Before nodding in agreement with this conclusion, let’s look at the output of the garbage collection log from the same JVM startup collection. Obviously -xx: + PrintGCDetails tells us a different and more detailed story:

Based on this information, we can see that after 12 Minor GC’s, things start to look a little different. Instead of running Full GC twice, the difference is that a single GC runs twice in different phases of the permanent generation:

The initial tagging phase took 0.0041705 seconds or about 4ms. This phase pauses the “stop-the-world” event, stops all application threads, and then begins marking.
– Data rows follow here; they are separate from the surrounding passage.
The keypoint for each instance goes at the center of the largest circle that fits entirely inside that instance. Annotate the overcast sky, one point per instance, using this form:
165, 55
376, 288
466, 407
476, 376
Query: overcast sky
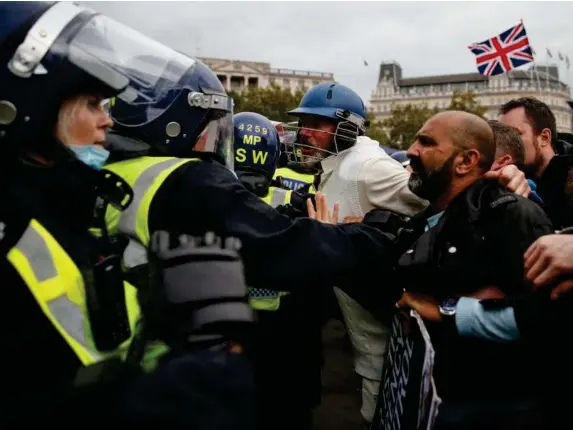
425, 38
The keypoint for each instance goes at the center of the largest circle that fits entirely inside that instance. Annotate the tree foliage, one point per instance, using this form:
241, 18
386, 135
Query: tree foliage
398, 131
273, 102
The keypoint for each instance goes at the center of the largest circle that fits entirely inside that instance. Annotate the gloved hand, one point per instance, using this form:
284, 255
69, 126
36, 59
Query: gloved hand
198, 292
386, 221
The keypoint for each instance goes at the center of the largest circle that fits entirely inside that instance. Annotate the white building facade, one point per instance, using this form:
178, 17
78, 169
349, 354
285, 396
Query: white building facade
238, 75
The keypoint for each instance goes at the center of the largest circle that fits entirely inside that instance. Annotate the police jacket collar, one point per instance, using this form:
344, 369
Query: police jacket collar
254, 182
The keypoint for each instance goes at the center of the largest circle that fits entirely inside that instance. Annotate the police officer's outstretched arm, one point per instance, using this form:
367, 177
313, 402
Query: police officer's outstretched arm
276, 251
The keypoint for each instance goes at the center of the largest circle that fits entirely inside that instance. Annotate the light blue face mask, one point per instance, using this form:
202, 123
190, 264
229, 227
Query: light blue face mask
93, 155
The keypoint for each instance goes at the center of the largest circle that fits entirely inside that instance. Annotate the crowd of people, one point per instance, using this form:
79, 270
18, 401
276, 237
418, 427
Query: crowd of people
164, 257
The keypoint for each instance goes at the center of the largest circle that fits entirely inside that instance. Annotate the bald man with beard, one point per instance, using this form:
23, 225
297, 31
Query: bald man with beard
470, 241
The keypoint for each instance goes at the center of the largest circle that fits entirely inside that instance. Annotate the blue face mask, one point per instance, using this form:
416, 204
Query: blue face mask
93, 155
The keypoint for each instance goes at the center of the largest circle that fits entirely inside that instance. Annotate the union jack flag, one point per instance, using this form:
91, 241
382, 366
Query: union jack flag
504, 52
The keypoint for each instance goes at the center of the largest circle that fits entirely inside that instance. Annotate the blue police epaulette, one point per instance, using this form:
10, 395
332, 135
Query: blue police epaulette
503, 200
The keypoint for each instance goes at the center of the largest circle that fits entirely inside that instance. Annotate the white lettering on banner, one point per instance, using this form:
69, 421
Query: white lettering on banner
408, 399
395, 384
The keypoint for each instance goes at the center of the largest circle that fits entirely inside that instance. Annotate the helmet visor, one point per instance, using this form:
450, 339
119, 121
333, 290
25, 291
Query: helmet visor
217, 136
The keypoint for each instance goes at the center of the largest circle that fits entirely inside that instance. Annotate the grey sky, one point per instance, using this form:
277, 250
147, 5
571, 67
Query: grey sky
426, 38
The marking and cleaning phases are performed in parallel. These are parallel to the application threads. In the final Remark phase, 0.0462010 seconds were spent about 46ms. This phase suspends all events again. Perform cleanup operations in parallel. As the name suggests, this phase is also parallel and does not stop other threads.

So, as we can see from the garbage collection log, it’s actually just a Major GC to clean up the old chronospace, not a Full GC twice.